# Jak, Gdy, or Kiedy



## NotNow

Which word should be used in the sentence, _Jak/Gdy/Kiedy byłem młody, chciałem podróżować._

Does the choice of words make a difference?


----------



## przemo84

I think you can use all these words, but *kiedy* is used the most often, and *jak* is used very informally and I'm not sure whether it's gramatically correct to use *jak* in these meaning, but sometimes I can hear it.

EDIT: And of course there's no difference in meaning


----------



## Virtuose

I agree with przemo84, *kiedy* would be the most appropriate, *gdy* might be used as well (both of them introduce the subordinate clause of time: _When(=kiedy,gdy) I was young, I wanted to travel_). *Jak* is commonly used in the spoken Polish, but it is not grammatically correct in this context (because it announces the subordinate clause of method, not of time: _She told me how(=jak) I should use it_.


----------



## .Jordi.

Virtuose said:


> *Jak* is commonly used in the spoken Polish, but it is not grammatically correct in this context (because it announces the subordinate clause of method, not of time: _She told me how(=jak) I should use it_.



Of course it IS correct:

*4. *«spójnik wprowadzający zdania podrzędne określające *czas*, warunek, przyczynę, np. _Pięć lat minęło, jak ojciec nie żyje._»


----------



## Virtuose

Zgadza się.

GDY, KIEDY --- zdanie podrzędne okolicznikowe czasu, warunku, przyczyny

JAK --- zdanie podrzędne okolicznikowe czasu, warunku, przyczyny *i sposobu *

(i dlatego nie jest poprawne gramatycznie równoważne traktowanie gdy/ jak/ kiedy, bo "jak" może też wystąpić w znaczeniu "how" = _subordinate clause of method_)


----------



## Virtuose

I should have written:



Virtuose said:


> I agree with przemo84, *kiedy* would be the most appropriate, *gdy* might be used as well (both of them introduce the subordinate clause of time: _When(=kiedy,gdy) I was young, I wanted to travel_). *Jak* is commonly used in the spoken Polish, but it is not grammatically correct in this context (because it announces also the subordinate clause of method, not only of time: _She told me how(=jak) I should use it_.


----------



## .Jordi.

Trochę się pogubiłem chyba.

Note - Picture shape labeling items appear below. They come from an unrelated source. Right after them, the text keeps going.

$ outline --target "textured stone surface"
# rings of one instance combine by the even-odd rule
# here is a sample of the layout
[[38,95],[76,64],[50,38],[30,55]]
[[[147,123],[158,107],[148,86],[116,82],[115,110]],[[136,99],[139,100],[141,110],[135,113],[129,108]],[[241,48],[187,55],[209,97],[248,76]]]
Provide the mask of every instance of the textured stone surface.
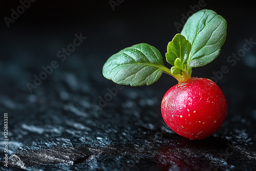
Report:
[[1,111],[9,116],[10,170],[249,170],[256,167],[256,111],[240,115],[230,110],[216,134],[190,140],[164,123],[159,109],[163,91],[154,86],[122,87],[97,110],[92,104],[99,106],[98,97],[116,85],[104,79],[101,81],[106,84],[100,83],[90,76],[78,78],[77,74],[60,72],[58,79],[49,78],[34,94],[8,88],[5,91],[8,94],[2,92]]
[[[101,70],[111,55],[138,42],[155,46],[164,56],[167,43],[177,33],[173,23],[180,22],[180,14],[196,4],[181,2],[170,10],[173,4],[156,5],[152,1],[145,6],[144,2],[125,1],[114,11],[108,1],[102,4],[87,2],[90,3],[56,3],[48,9],[48,4],[36,1],[10,24],[10,28],[1,31],[0,126],[3,130],[3,114],[8,113],[9,158],[7,168],[3,163],[2,132],[0,169],[255,170],[255,48],[234,66],[226,61],[243,48],[245,38],[252,37],[256,41],[255,26],[250,19],[255,10],[227,2],[221,5],[222,10],[219,3],[206,2],[207,8],[218,10],[227,18],[227,41],[214,62],[203,69],[195,69],[193,75],[209,78],[212,71],[219,71],[223,65],[228,67],[229,72],[218,82],[227,98],[228,114],[217,133],[203,140],[190,140],[170,130],[161,115],[162,98],[177,83],[173,78],[163,74],[149,87],[119,87],[113,96],[109,90],[116,86],[103,77]],[[181,10],[182,6],[187,9]],[[14,6],[4,8],[10,12]],[[45,9],[49,13],[44,13]],[[56,9],[61,14],[55,15]],[[246,12],[234,13],[241,9]],[[66,12],[71,10],[72,14]],[[239,17],[247,15],[247,11],[251,13]],[[41,13],[46,15],[38,14]],[[238,23],[250,25],[242,28]],[[61,61],[57,52],[80,32],[88,38]],[[38,76],[42,67],[53,60],[58,61],[58,68],[30,94],[26,83],[32,82],[33,75]],[[101,97],[108,101],[101,101]]]

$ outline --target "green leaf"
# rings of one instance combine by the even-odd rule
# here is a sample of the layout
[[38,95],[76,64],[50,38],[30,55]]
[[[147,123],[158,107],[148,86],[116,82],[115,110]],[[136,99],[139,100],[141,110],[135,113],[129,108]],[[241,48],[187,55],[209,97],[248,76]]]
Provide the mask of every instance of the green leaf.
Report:
[[189,72],[191,68],[205,66],[219,55],[226,30],[225,19],[212,10],[202,10],[188,18],[181,34],[192,46],[187,61]]
[[175,66],[176,58],[180,58],[182,63],[186,64],[191,50],[191,45],[186,38],[180,34],[177,34],[168,44],[167,53],[165,54],[167,61]]
[[182,65],[180,58],[176,58],[176,59],[175,59],[175,61],[174,61],[174,66],[181,70],[183,69],[183,65]]
[[172,72],[172,74],[176,75],[181,74],[182,71],[176,67],[173,67],[170,68],[170,72]]
[[103,67],[103,75],[115,83],[132,86],[150,85],[163,72],[170,74],[164,66],[160,52],[154,47],[142,43],[126,48],[111,56]]

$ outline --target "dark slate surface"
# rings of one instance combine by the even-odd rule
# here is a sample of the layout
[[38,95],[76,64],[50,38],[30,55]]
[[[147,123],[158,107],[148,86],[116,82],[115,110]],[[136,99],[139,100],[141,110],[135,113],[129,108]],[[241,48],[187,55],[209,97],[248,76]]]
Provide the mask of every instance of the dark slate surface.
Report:
[[[255,170],[255,48],[234,66],[226,61],[243,48],[245,39],[256,41],[255,26],[249,19],[255,12],[247,5],[224,3],[220,7],[206,2],[206,8],[226,18],[228,37],[218,58],[195,69],[193,74],[209,78],[212,71],[228,67],[229,72],[218,84],[226,95],[228,111],[217,133],[203,140],[190,140],[173,132],[161,117],[161,100],[177,83],[174,79],[163,75],[151,86],[118,87],[117,94],[110,96],[109,90],[116,85],[101,74],[111,54],[136,43],[154,45],[164,56],[170,40],[166,35],[171,39],[177,33],[174,22],[180,21],[180,14],[198,3],[173,4],[169,12],[171,4],[150,2],[145,5],[124,1],[114,11],[106,1],[35,2],[9,28],[2,20],[2,170]],[[3,16],[10,16],[12,7],[18,4],[6,4]],[[242,12],[244,8],[249,12]],[[73,12],[60,15],[56,10]],[[166,24],[167,19],[172,22]],[[61,61],[56,53],[79,33],[87,38]],[[152,33],[154,36],[149,36]],[[39,75],[41,67],[53,60],[59,66],[30,93],[26,83],[32,83],[33,75]],[[110,99],[104,103],[100,99],[105,97]],[[8,167],[3,162],[4,113],[8,113]]]

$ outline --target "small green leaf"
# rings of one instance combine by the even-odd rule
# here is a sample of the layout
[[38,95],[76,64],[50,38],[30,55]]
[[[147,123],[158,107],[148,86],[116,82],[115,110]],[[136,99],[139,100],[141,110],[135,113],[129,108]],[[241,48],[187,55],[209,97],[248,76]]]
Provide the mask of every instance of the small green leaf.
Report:
[[104,65],[103,75],[115,83],[140,86],[157,81],[164,72],[160,52],[154,47],[142,43],[126,48],[111,56]]
[[183,69],[183,65],[182,65],[180,58],[176,58],[176,59],[175,59],[175,61],[174,61],[174,66],[181,70]]
[[176,67],[173,67],[170,68],[170,72],[172,72],[172,74],[176,75],[181,74],[182,71]]
[[202,10],[188,18],[181,34],[192,46],[187,61],[189,73],[192,68],[205,66],[219,55],[226,30],[225,19],[212,10]]
[[182,35],[177,34],[168,44],[167,53],[165,54],[167,61],[175,66],[176,58],[180,58],[182,63],[186,64],[191,50],[189,41]]

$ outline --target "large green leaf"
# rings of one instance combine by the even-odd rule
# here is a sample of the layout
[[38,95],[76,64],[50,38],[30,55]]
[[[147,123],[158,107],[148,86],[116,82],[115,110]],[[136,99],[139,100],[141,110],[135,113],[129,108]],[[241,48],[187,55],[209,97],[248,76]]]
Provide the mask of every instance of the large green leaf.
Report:
[[[166,70],[167,69],[167,70]],[[140,86],[157,81],[164,66],[160,52],[147,44],[126,48],[111,56],[103,67],[103,75],[121,84]]]
[[182,63],[186,64],[190,50],[189,41],[181,34],[177,34],[168,44],[165,54],[166,61],[174,66],[174,61],[178,58],[180,58]]
[[187,61],[188,70],[205,66],[219,55],[226,30],[225,19],[212,10],[202,10],[188,18],[181,32],[192,46]]

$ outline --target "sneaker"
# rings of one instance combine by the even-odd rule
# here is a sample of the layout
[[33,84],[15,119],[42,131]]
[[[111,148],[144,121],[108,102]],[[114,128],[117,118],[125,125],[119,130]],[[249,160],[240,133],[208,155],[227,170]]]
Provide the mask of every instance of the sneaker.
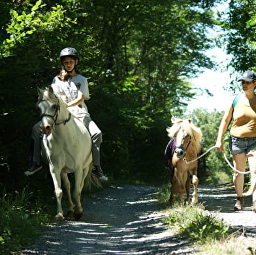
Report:
[[242,211],[243,209],[244,198],[242,197],[236,197],[236,203],[234,206],[234,211]]
[[254,211],[256,213],[256,200],[253,202],[252,211]]
[[39,171],[40,169],[42,169],[42,166],[40,164],[37,164],[36,162],[33,162],[31,166],[29,166],[24,174],[27,176],[32,175],[37,171]]
[[93,170],[91,171],[91,172],[95,175],[97,176],[100,180],[101,181],[108,181],[108,177],[106,177],[104,173],[103,172],[101,168],[101,166],[95,166],[94,168],[93,169]]

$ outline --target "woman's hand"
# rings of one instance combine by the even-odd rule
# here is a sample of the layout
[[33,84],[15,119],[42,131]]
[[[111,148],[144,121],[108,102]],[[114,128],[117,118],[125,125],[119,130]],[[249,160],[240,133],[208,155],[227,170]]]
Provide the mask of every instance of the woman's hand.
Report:
[[216,142],[214,147],[218,151],[222,151],[223,150],[223,143],[222,142]]

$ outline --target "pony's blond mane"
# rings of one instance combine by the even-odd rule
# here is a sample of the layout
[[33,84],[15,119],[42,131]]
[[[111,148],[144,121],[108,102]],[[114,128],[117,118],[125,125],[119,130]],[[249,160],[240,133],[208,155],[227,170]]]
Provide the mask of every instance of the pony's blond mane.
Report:
[[190,119],[181,119],[172,117],[172,127],[167,128],[168,136],[170,138],[175,137],[179,130],[182,128],[192,137],[192,143],[197,153],[200,151],[200,142],[202,138],[202,131],[200,128],[195,127]]

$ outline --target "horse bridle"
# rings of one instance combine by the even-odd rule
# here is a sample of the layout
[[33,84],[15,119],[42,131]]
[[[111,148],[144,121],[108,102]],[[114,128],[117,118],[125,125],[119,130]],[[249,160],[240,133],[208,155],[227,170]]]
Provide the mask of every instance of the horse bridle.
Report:
[[189,136],[189,142],[188,142],[186,147],[184,148],[182,145],[177,145],[177,146],[175,146],[174,151],[176,149],[180,149],[183,152],[183,157],[184,157],[185,155],[185,153],[187,152],[187,149],[189,147],[189,146],[190,145],[190,143],[191,143],[191,141],[192,141],[191,136]]
[[[56,98],[57,98],[57,97],[56,97]],[[53,119],[54,125],[55,126],[58,126],[59,125],[61,125],[61,124],[66,125],[66,123],[67,122],[69,122],[71,120],[71,113],[69,112],[69,116],[68,116],[68,117],[65,120],[64,120],[63,121],[59,122],[59,123],[57,123],[56,121],[57,121],[57,117],[58,117],[59,113],[59,110],[60,110],[59,101],[59,99],[57,98],[57,100],[58,104],[57,104],[56,110],[55,111],[54,114],[53,115],[52,115],[50,114],[42,113],[41,115],[40,116],[40,118],[42,120],[42,119],[44,117],[50,117],[50,118],[52,118]],[[44,101],[45,101],[45,99],[42,99],[40,102],[44,102]]]

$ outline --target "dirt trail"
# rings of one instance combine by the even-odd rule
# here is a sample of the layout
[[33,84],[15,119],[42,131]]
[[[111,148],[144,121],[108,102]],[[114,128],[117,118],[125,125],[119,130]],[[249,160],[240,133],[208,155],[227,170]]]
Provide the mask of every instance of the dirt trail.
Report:
[[[161,222],[163,213],[155,198],[157,190],[146,186],[111,187],[84,198],[82,220],[53,224],[20,254],[196,254],[196,246],[173,235]],[[206,201],[210,211],[221,208],[221,213],[214,213],[229,224],[244,224],[251,235],[255,235],[256,213],[249,211],[247,199],[246,211],[231,211],[234,194],[233,187],[200,186],[199,198],[200,202]]]

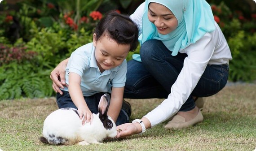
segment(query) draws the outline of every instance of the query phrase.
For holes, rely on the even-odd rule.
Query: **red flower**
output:
[[[47,4],[47,7],[50,9],[52,9],[54,8],[54,5],[53,3],[49,3]]]
[[[13,20],[13,18],[12,16],[7,15],[5,17],[5,19],[4,20],[4,22],[10,22]]]
[[[93,11],[90,14],[90,16],[93,19],[94,21],[97,19],[100,20],[102,17],[102,14],[98,11]]]
[[[214,20],[215,22],[217,23],[220,23],[220,22],[221,21],[220,18],[216,15],[214,15],[213,17],[214,17]]]
[[[70,26],[74,23],[74,21],[73,20],[73,19],[70,17],[68,17],[66,20],[66,23]]]
[[[240,19],[240,20],[244,20],[244,17],[242,15],[239,16],[238,17],[238,18],[239,19]]]
[[[81,18],[81,19],[80,19],[80,22],[80,22],[80,23],[83,23],[83,22],[88,23],[88,22],[89,22],[89,20],[88,19],[88,18],[87,17],[83,16]]]

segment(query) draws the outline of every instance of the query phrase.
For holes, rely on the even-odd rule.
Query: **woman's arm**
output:
[[[64,86],[67,86],[65,82],[65,69],[69,58],[61,62],[51,73],[50,78],[53,80],[53,88],[56,93],[62,95],[60,89],[64,88]]]
[[[116,122],[120,113],[123,104],[123,97],[124,87],[112,88],[111,100],[108,111],[108,115]]]

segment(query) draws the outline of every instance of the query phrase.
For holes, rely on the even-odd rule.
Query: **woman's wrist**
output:
[[[137,131],[136,131],[136,134],[140,134],[142,132],[142,127],[140,123],[133,123],[136,126],[137,128]]]
[[[135,119],[132,121],[137,127],[136,134],[141,134],[146,131],[146,129],[151,127],[150,121],[146,117],[143,117],[141,120]]]

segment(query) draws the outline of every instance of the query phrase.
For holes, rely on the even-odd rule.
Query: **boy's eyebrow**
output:
[[[107,52],[106,52],[105,50],[102,49],[102,50],[101,50],[101,51],[102,52],[106,53],[108,55],[108,53]],[[125,58],[126,56],[115,56],[115,57],[118,57],[118,58]]]
[[[150,11],[153,13],[155,13],[153,11],[152,11],[152,10],[151,10],[149,7],[149,10],[150,10]],[[161,16],[168,16],[168,15],[173,15],[173,14],[172,13],[167,13],[166,14],[161,14]]]

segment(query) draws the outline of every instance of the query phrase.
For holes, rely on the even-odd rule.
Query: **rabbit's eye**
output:
[[[112,122],[111,121],[108,121],[107,125],[108,126],[112,127],[113,126],[113,124],[112,123]]]

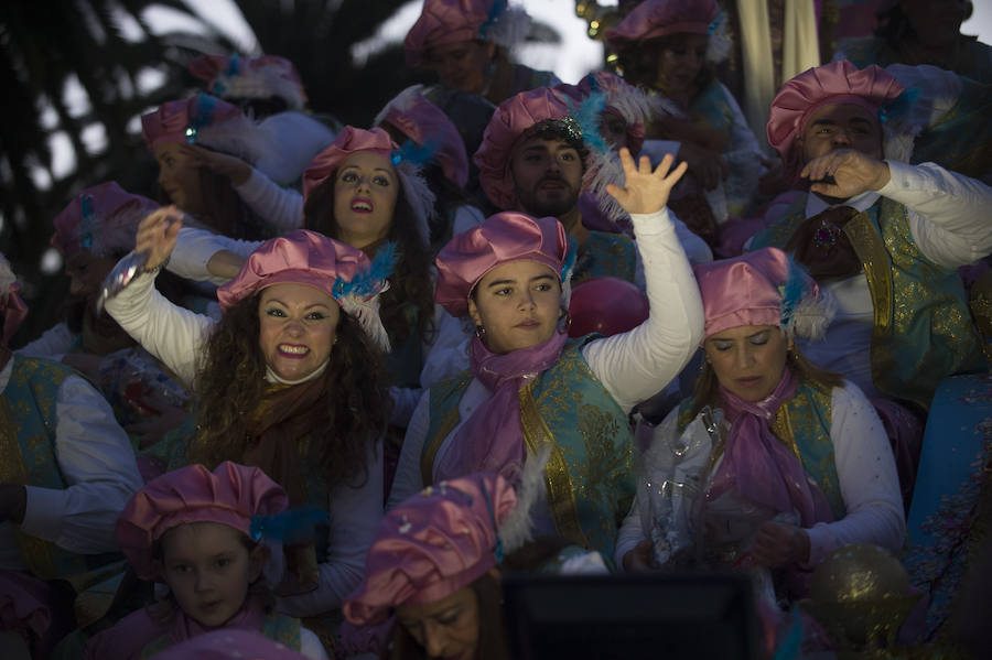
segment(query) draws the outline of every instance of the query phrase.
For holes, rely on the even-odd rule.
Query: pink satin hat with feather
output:
[[[817,283],[778,248],[763,248],[733,259],[692,267],[703,303],[703,336],[742,325],[783,325],[785,285],[802,278],[804,290],[819,293]]]
[[[514,488],[495,474],[441,482],[407,499],[379,522],[345,617],[375,625],[405,603],[433,603],[467,587],[496,565],[499,526],[516,504]]]
[[[510,261],[537,261],[560,278],[569,237],[557,218],[504,212],[452,238],[438,253],[434,301],[452,316],[468,313],[468,296],[487,272]]]
[[[305,204],[306,197],[327,181],[341,162],[353,153],[374,151],[389,156],[397,148],[398,144],[392,141],[389,133],[380,128],[365,130],[352,126],[344,127],[334,142],[306,165],[303,172],[303,203]]]
[[[157,202],[128,193],[116,181],[86,188],[55,216],[52,247],[64,257],[83,249],[99,257],[127,252],[139,223],[157,208]]]
[[[716,0],[645,0],[606,31],[613,50],[667,34],[709,34],[720,8]]]
[[[768,115],[768,143],[783,161],[795,166],[792,145],[818,108],[829,104],[853,104],[877,116],[882,106],[902,93],[898,80],[874,64],[859,69],[841,59],[809,68],[783,85],[775,95]]]
[[[478,166],[478,182],[493,204],[503,210],[518,210],[510,171],[515,148],[533,125],[546,119],[564,119],[570,112],[563,96],[549,87],[521,91],[499,104],[473,156]]]
[[[349,282],[370,267],[368,257],[323,234],[296,229],[260,245],[241,266],[238,274],[217,289],[220,309],[229,310],[273,284],[306,284],[337,300],[338,279]]]
[[[502,0],[425,0],[420,18],[403,39],[407,64],[424,63],[424,53],[434,46],[481,39],[478,29],[489,18],[494,2]]]
[[[154,544],[187,522],[217,522],[250,537],[255,516],[284,511],[282,487],[258,467],[225,461],[213,472],[187,465],[144,485],[117,519],[117,542],[142,580],[158,577]]]

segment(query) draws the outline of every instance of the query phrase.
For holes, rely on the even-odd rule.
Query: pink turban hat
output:
[[[570,112],[562,96],[548,87],[521,91],[499,104],[473,156],[478,166],[478,182],[493,204],[503,210],[518,209],[510,171],[510,160],[518,142],[533,125],[546,119],[565,119]],[[578,122],[572,123],[575,138],[581,141],[582,131]]]
[[[831,301],[788,255],[763,248],[692,267],[709,337],[742,325],[775,325],[817,338],[832,317]]]
[[[716,0],[645,0],[606,31],[606,43],[617,51],[666,34],[709,34],[719,12]]]
[[[507,0],[424,0],[420,18],[403,40],[409,66],[424,63],[434,46],[486,40],[510,46],[527,35],[530,17]]]
[[[497,213],[452,238],[438,253],[434,300],[452,316],[465,316],[472,290],[497,266],[537,261],[562,278],[569,248],[569,237],[557,218]]]
[[[0,255],[0,318],[3,325],[0,327],[0,346],[7,346],[18,327],[28,316],[28,305],[21,300],[13,270],[7,261],[7,257]]]
[[[392,259],[393,250],[384,247],[370,262],[357,248],[316,231],[296,229],[267,240],[251,252],[238,274],[217,289],[217,301],[226,312],[273,284],[305,284],[337,301],[374,342],[387,348],[376,296],[386,290]]]
[[[138,224],[159,208],[141,195],[132,195],[116,181],[86,188],[55,216],[52,247],[64,257],[86,249],[97,257],[127,252],[134,247]]]
[[[441,482],[400,504],[379,522],[345,617],[375,625],[399,605],[433,603],[468,586],[496,565],[499,526],[516,504],[513,487],[494,474]]]
[[[902,93],[903,86],[874,64],[859,71],[847,59],[841,59],[807,69],[783,85],[775,95],[768,116],[768,143],[778,150],[786,165],[795,170],[799,161],[792,153],[792,145],[818,108],[828,104],[853,104],[877,116],[883,106]]]
[[[379,116],[376,126],[388,121],[407,136],[414,144],[433,150],[444,177],[460,188],[468,183],[468,154],[459,129],[441,108],[420,94],[420,87],[405,89],[389,101]]]
[[[225,461],[214,472],[187,465],[152,479],[117,519],[117,542],[142,580],[154,580],[153,548],[173,527],[218,522],[251,535],[251,519],[289,506],[282,487],[258,467]]]
[[[392,163],[400,185],[403,186],[407,202],[417,218],[417,231],[423,240],[423,245],[429,245],[428,218],[434,214],[434,194],[421,176],[419,165],[403,159],[399,145],[381,128],[365,130],[346,126],[337,133],[331,147],[314,156],[303,172],[304,206],[313,191],[332,177],[346,158],[360,151],[381,154]]]
[[[190,73],[206,80],[207,91],[222,98],[276,96],[291,110],[302,110],[306,104],[306,93],[296,68],[279,55],[201,55],[190,63]]]

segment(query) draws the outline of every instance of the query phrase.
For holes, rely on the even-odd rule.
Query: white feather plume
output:
[[[533,540],[533,505],[544,489],[544,466],[551,458],[551,444],[546,444],[537,454],[528,454],[520,470],[520,484],[516,487],[517,506],[503,524],[499,539],[506,553],[519,549]]]

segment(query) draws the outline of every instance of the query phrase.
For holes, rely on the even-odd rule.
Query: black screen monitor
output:
[[[514,574],[504,597],[515,660],[758,657],[742,574]]]

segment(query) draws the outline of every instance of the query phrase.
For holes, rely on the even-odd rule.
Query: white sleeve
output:
[[[220,250],[229,250],[247,258],[261,241],[236,240],[206,229],[181,227],[175,238],[175,248],[169,256],[165,270],[186,280],[224,284],[227,278],[211,274],[207,263]]]
[[[327,650],[321,643],[321,638],[313,630],[303,626],[300,626],[300,654],[310,660],[330,660]]]
[[[927,259],[953,269],[992,252],[992,188],[936,163],[886,162],[891,177],[878,193],[909,209],[913,240]]]
[[[305,617],[337,609],[365,575],[365,558],[382,517],[382,441],[368,450],[368,477],[360,486],[331,490],[327,561],[320,564],[320,585],[309,594],[279,599],[279,612]]]
[[[216,322],[172,304],[154,283],[155,278],[149,273],[138,275],[107,301],[107,313],[191,388],[201,350]]]
[[[386,502],[387,511],[411,495],[423,490],[420,454],[423,452],[423,443],[427,440],[430,423],[431,391],[424,390],[420,403],[413,411],[413,416],[410,418],[410,424],[407,426],[403,448],[400,450],[399,462],[396,466],[396,477],[392,479],[392,490],[389,491],[389,500]]]
[[[303,226],[303,195],[284,188],[256,169],[248,181],[235,186],[245,204],[279,231],[292,231]]]
[[[76,342],[68,326],[63,323],[53,325],[42,336],[21,346],[14,353],[21,357],[43,357],[45,359],[60,361],[62,356],[69,351]]]
[[[650,313],[634,329],[586,344],[582,353],[596,378],[624,411],[665,388],[702,339],[699,285],[662,208],[633,215],[644,259]]]
[[[117,550],[115,526],[142,479],[127,433],[91,385],[68,376],[55,399],[55,456],[64,490],[25,486],[21,529],[80,554]]]
[[[809,565],[848,543],[874,543],[897,552],[906,519],[895,458],[882,420],[856,385],[833,388],[830,439],[847,516],[818,522],[809,533]]]

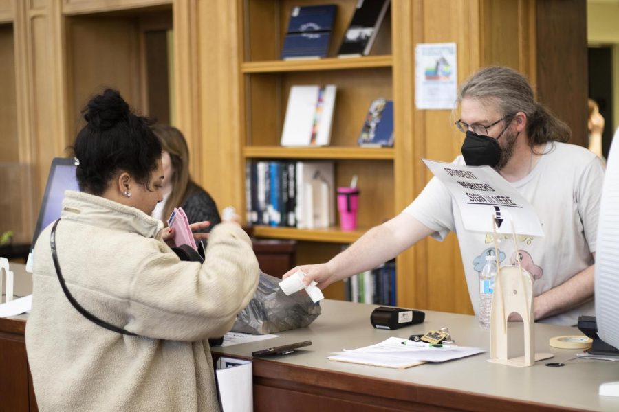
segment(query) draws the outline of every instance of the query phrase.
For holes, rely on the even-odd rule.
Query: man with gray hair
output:
[[[604,168],[594,154],[568,144],[571,132],[535,100],[526,78],[502,67],[482,69],[459,89],[461,117],[455,126],[466,134],[455,163],[490,165],[535,209],[545,236],[499,246],[501,265],[520,262],[534,279],[536,321],[575,325],[592,314],[594,264]],[[491,238],[464,229],[457,205],[433,178],[404,211],[376,226],[327,263],[301,266],[306,283],[318,287],[387,261],[428,236],[458,237],[473,307],[479,307],[479,264]]]

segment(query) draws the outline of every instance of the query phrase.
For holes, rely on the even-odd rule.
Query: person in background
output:
[[[83,113],[73,147],[80,192],[66,192],[61,219],[34,248],[25,343],[39,408],[219,411],[206,341],[253,296],[251,242],[224,221],[205,263],[181,261],[164,242],[173,230],[150,216],[164,173],[149,122],[111,89]]]
[[[603,159],[602,154],[602,133],[604,132],[604,117],[600,114],[600,108],[593,99],[587,100],[589,118],[587,129],[589,130],[589,150]]]
[[[171,126],[157,124],[151,128],[163,148],[164,168],[164,199],[155,208],[153,217],[165,222],[175,207],[181,207],[189,223],[209,222],[210,226],[199,231],[208,233],[221,218],[215,201],[189,175],[189,149],[185,137]]]
[[[526,78],[508,67],[482,69],[459,89],[466,134],[457,164],[489,165],[533,206],[545,237],[521,236],[517,250],[501,242],[501,265],[516,264],[534,277],[534,317],[559,325],[576,324],[594,310],[596,237],[604,169],[599,157],[567,144],[571,131],[537,102]],[[403,211],[365,233],[327,263],[301,266],[304,283],[324,288],[376,267],[428,236],[458,237],[473,307],[479,308],[479,271],[492,236],[466,231],[457,203],[436,177]]]

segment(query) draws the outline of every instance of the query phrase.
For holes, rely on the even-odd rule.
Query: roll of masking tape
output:
[[[550,338],[550,346],[559,349],[589,349],[593,339],[587,336],[555,336]]]

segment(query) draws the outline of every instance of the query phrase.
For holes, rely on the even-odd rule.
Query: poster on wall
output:
[[[456,44],[415,47],[415,104],[419,109],[453,109],[457,93]]]

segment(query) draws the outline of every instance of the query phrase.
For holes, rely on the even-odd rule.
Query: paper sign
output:
[[[455,108],[456,44],[418,44],[415,47],[415,104],[420,109]]]
[[[458,205],[466,230],[543,236],[533,206],[490,166],[466,166],[422,159]]]

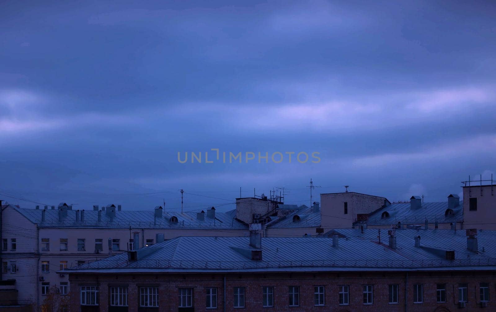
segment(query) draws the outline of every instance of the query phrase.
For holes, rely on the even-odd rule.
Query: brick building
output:
[[[70,311],[496,307],[495,231],[402,229],[379,241],[376,229],[336,230],[332,238],[263,238],[251,229],[250,237],[178,237],[65,270],[73,285]]]

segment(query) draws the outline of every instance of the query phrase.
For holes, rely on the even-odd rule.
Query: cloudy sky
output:
[[[70,2],[0,4],[0,199],[435,201],[496,170],[493,1]]]

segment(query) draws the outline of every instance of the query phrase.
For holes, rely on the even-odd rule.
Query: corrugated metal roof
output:
[[[448,202],[424,203],[419,209],[412,210],[410,203],[392,204],[371,214],[367,223],[371,225],[423,223],[427,219],[430,223],[435,221],[450,223],[463,221],[463,203],[453,210],[452,215],[446,215]],[[389,217],[382,218],[387,212]]]
[[[180,237],[149,248],[157,251],[137,261],[129,262],[123,254],[84,265],[75,269],[115,268],[248,269],[294,267],[423,268],[496,265],[496,231],[480,231],[479,252],[467,250],[465,231],[398,230],[397,248],[387,245],[387,231],[381,243],[377,229],[337,229],[346,237],[332,247],[328,238],[266,237],[262,239],[261,261],[250,261],[231,247],[248,248],[249,237]],[[421,236],[421,246],[438,246],[455,251],[455,260],[447,260],[422,248],[415,247],[414,237]],[[485,251],[482,252],[483,247]]]
[[[208,218],[206,214],[203,221],[196,219],[196,212],[164,212],[161,218],[155,218],[155,212],[150,211],[122,210],[116,211],[114,218],[107,216],[106,211],[102,211],[102,221],[98,222],[98,211],[84,211],[84,222],[76,222],[76,210],[67,210],[67,217],[62,222],[59,222],[59,210],[45,210],[45,221],[41,221],[42,209],[25,208],[14,209],[26,217],[31,222],[39,224],[40,227],[70,227],[88,226],[90,227],[129,228],[130,226],[139,228],[221,228],[246,229],[246,224],[233,218],[230,212],[215,213],[215,219]],[[81,211],[80,211],[80,212]],[[177,222],[171,222],[173,217],[177,218]]]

Absolutnie nikt nigdzie nie napisał, że _gdy_, _kiedy_ i _jak _możemy — używając Twoich słów — „traktować równoważnie”, bo co do tego nie ma wątpliwości. Ale pytający nie pytał o ich równoważność w ogóle, tylko o możliwość ich wymiennego użycia w zdaniu przezeń przywołanym: „_Jak/Gdy/Kiedy byłem młody, chciałem podróżować”. _I to jest moment, w którym nie nadążam za Twoją argumentacją. Jeśli dobrze rozumiem, chcesz powiedzieć, że w tym wypadku użycie _jak _nie jest poprawne gramatycznie tylko dlatego, że „it announces also the subordinate clause of method, not only of time”.  Nie widzę dużego związku między tym, jakiego typu zdania _jak_ może wprowadzać w ogóle, a tym, co wprowadza w zdaniu, które jest przedmiotem naszych rozważań.


----------



## Virtuose

NotNow_ said:


> Does the choice of words make a difference?


 
W mojej argumentacji odniosłem się do przytoczonego wyżej pytania.

Jeśli zostało ono postawione w kontekście ogólnym (a tak to właśnie odebrałem, stąd użyłem w swojej odpowiedzi sformułowania "in this context"), to wybór zaimka spośród jak/gdzie/kiedy nie jest bez różnicy, bo nie zawsze są one sobie równoważne, jak już wcześniej wspominałem.

Natomiast jeżeli ograniczyć się wyłącznie do przytoczonego na początku dyskusji przykładu, to w tym konkretnym zdaniu omawiane zaimki są wymienne.

Mam nadzieję, Jordi, że udało mi się wyprowadzić Cię ze stanu "pogubienia"


----------